Nous avons donc l’impression de parcourir un film complètement transparent à lui-même. D’abord visuellement avec une 3D déréalisante, un moyen si facile pour conjuguer le fond et la forme. Enfin, le film ne se réfère culturellement à rien d’autre que les propres références de l’auteur tout en reflétant incidemment les névroses de l’époque.
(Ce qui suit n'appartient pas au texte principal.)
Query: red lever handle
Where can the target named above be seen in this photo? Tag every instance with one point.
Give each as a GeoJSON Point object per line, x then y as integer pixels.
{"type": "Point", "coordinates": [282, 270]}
Il n’y a plus de réel à la fois dans sa matérialité, sa corporéité ou sa dimension culturelle, ce qui pourrait faire de Valérian un film proprement métaphysique mais débarrassé de toute transcendance. Ceci nous renvoie bien à la prescience de Baudrillard qui fut le premier à saisir que la réalité n’existe plus dans un univers désincarné, constitué uniquement de signes d’où le référentiel a été totalement éliminé. Valerian est la parfaite métaphore d’un monde où les signes se simulent entre eux : hommes machines, idées. Le philosophe Sylvère Lotringer a raison d’y voire un monde profondément ambivalent entre réel et virtuel où le vrai et le faux ne se distinguent plus (les fameuses fake news)[6] et plus grave où une forme d’apathie sociale peut donner forme à des formes virulentes de nihilisme[7]. Cette hyperréalité se trouvait déjà toute entière décrite dans son livre Amérique (1988) que j’avais pu dévorer et comprendre à une époque où je revenais impressionné par mes séjours en immersion dans des familles américaines. Pas de numérique à l’époque. Mais un monde lisse, déculturé, en apparence sans aspérité où règne le cool, le feel good. On se promène en Amérique comme dans un film. Alors que Matrix était un film platonicien (Tout est illusion, la réalité est ailleurs) Valerian est un film Baudrillardien au sens où l’idée de simulacre se trouve magnifiquement (des)incarnée.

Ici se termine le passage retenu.